I think I get it now, using files or resources the end user will always have to explicitly provide the dependencies for the b -> c part of the graph.

I was tempted to mention that wouldn't be such a common case but using those targets either forces the users to glob all potential OpenAPI sources into the same files target or, as said before, to be explicit about them. And none of them sound nice.

So yeah, it seems that to have an implementation of dependency inference that feels complete, it seems that two targets are what is needed.
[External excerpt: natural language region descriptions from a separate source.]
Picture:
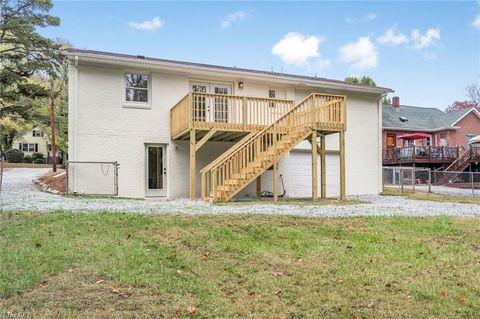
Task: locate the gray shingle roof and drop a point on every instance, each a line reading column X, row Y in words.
column 419, row 118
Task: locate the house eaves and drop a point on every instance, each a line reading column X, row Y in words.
column 435, row 130
column 124, row 60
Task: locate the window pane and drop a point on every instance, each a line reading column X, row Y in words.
column 136, row 80
column 136, row 95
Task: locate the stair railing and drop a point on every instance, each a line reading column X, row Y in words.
column 267, row 144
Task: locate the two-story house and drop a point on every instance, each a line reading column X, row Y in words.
column 181, row 129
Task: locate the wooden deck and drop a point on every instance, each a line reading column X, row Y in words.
column 231, row 117
column 426, row 155
column 265, row 129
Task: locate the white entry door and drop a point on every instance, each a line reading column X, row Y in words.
column 211, row 109
column 156, row 170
Sorry for making you waste time exploring the possibility of using more generic target types.

alonsodomin avatar Jul 27 '22 14:07 alonsodomin

This sounds like it would support connexion projects nicely. https://github.com/spec-first/connexion

Lint with openapi spec validator to begin with sounds good.

And if pants could ease the pain of getting OpenAPI generator setup, then I might be more likely to use it (I avoid java as a rule).

I'm not a fan of openapi_definition because "definitions" is a part of an OpenAPI/swagger 2 spec. https://github.com/OAI/OpenAPI-Specification/blob/main/versions/2.0.md#definitionsObject

I think I would use openapi_document or openapi_doc for the primary file. This plays off the how that is defined in the spec: https://github.com/OAI/OpenAPI-Specification/blob/main/versions/3.1.0.md#openapi-document And the 2.0 spec seems amenable to the term "document" as well. https://github.com/OAI/OpenAPI-Specification/blob/main/versions/2.0.md#swagger-object

Another possibility would be openapi_spec since they are often referred to as specs.

For the supporting files, openapi_source makes sense.

cognifloyd avatar Jul 27 '22 18:07 cognifloyd

Sorry for making you waste time exploring the possibility of using more generic target types.

No worries! I was a bit conflicted about it already, so it was worth giving it another thought :)

I'm not a fan of openapi_definition because "definitions" is a part of an OpenAPI/swagger 2 spec.

Thanks for the feedback! Yeah, I agree that openapi_document is probably better than openapi_definition. I'll update the PR.

jyggen avatar Jul 27 '22 21:07 jyggen

Thanks a lot @jyggen!

stuhood avatar Oct 12 '22 19:10 stuhood